Shareholders - and there were numerous women at the meeting - appeared content with the all-male team at the top table, though its appearance was brightened by company secretary Linda Cox.
Directors include chairman Sam Knowles (late of Kiwibank) and a group of major shareholders who dominate the share register including chief executive Rod Drury, Trade Me founder Sam Morgan, accountant Graham Shaw and Craig Winkler, a founder of Australian rival MYOB that was sold for a reputed $1.3bn to private equity. Winkler expressed confidence that Xero would knock the spots off his old company. (Shareholders were told Australia is now Xero's fastest growing market adding 10,000 customers since March 31). Soon to join the board is high-profile American entrepreneur Craig Elliot, and another American to help grow the US business.
Wealthy investors hold 81 per cent of the shares - they include US billionaire Peter Thiel who invested $4m in the company and Winkler who put in $18m.

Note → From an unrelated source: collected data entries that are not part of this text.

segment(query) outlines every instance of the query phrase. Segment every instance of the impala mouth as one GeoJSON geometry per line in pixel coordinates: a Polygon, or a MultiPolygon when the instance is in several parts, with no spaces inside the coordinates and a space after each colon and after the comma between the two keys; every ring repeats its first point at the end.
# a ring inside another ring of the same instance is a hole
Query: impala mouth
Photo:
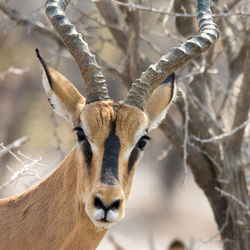
{"type": "Polygon", "coordinates": [[[103,229],[110,229],[117,222],[116,220],[110,221],[107,217],[104,216],[104,213],[102,213],[102,211],[99,211],[99,213],[95,213],[94,216],[89,216],[89,218],[96,227],[103,229]]]}
{"type": "Polygon", "coordinates": [[[96,227],[100,227],[103,229],[110,229],[115,224],[115,222],[110,222],[105,218],[100,219],[100,220],[96,220],[96,219],[91,219],[91,220],[96,227]]]}
{"type": "Polygon", "coordinates": [[[107,219],[105,219],[105,218],[100,219],[100,220],[97,220],[97,221],[104,222],[104,223],[112,223],[112,222],[108,221],[108,220],[107,220],[107,219]]]}

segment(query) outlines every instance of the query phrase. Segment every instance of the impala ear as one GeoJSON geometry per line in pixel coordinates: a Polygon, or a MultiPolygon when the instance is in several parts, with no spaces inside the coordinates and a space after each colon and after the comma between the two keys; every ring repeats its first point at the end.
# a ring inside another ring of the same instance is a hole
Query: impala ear
{"type": "Polygon", "coordinates": [[[66,77],[43,60],[38,49],[36,54],[43,67],[42,84],[52,109],[76,126],[85,98],[66,77]]]}
{"type": "Polygon", "coordinates": [[[149,119],[149,130],[156,128],[165,118],[175,92],[175,73],[172,73],[156,88],[148,100],[145,112],[149,119]]]}

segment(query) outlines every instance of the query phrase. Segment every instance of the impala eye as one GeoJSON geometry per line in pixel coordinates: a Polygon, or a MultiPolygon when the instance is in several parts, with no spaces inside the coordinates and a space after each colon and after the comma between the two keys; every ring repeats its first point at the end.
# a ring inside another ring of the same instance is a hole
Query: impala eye
{"type": "Polygon", "coordinates": [[[150,140],[150,137],[147,135],[144,135],[141,137],[141,139],[138,141],[137,146],[140,150],[143,150],[148,142],[150,140]]]}
{"type": "Polygon", "coordinates": [[[81,127],[75,127],[74,130],[76,131],[77,140],[79,142],[84,141],[86,139],[86,135],[81,127]]]}

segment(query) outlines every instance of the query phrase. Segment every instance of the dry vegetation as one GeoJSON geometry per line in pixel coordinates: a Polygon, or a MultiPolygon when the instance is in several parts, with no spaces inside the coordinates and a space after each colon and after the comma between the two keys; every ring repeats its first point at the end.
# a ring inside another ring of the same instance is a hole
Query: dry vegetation
{"type": "MultiPolygon", "coordinates": [[[[189,249],[248,250],[250,6],[211,2],[220,39],[176,72],[178,98],[152,135],[127,216],[99,249],[166,249],[180,237],[189,249]]],[[[1,197],[45,178],[73,143],[70,127],[49,111],[35,48],[83,93],[82,79],[43,6],[0,0],[1,197]],[[18,150],[25,155],[5,154],[3,145],[24,135],[30,140],[18,150]]],[[[118,100],[150,63],[196,32],[194,11],[191,0],[89,0],[72,1],[67,13],[118,100]]]]}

Xero is a provider of low cost accounting software for smaller businesses and accounting practices that aims to provide them with relatively simple systems that facilitate record keeping and bank relationships on a single platform with common data, and be a one stop shop to lower customers' costs on a single ledger platform. It is a leader in using the Cloud - low cost overseas computer data systems. Some accountants see risks in so much information being out of sight and their reach.
Xero's investment model closely follows a common US one where investors want growth and accept no or low dividends. They want to see the company perform strongly, show rapid growth through sales and takeovers, and its success to be measured by a rising share price.
Xero is following this pattern closely. Its growth is accelerating - it added 22,000 customers (to 100,000) since March 31. Forsyth Barr estimates it will have 155,000 by the end of the financial year with revenues rising by 5.3 per cent to $41.7m and to $72.3m by 2014. It has become a major employer, especially in Wellington. Total staff numbers have risen from 113 to 260 in the past 16 months.
While takeover activity is rife in the tech sector inevitably some expect Xero to become a target: especially as some directors, including both Drury and Winkler have sold businesses extremely profitably in the past. However directors dismiss any suggestion of this, saying the aim is to make Xero a New Zealand based global giant.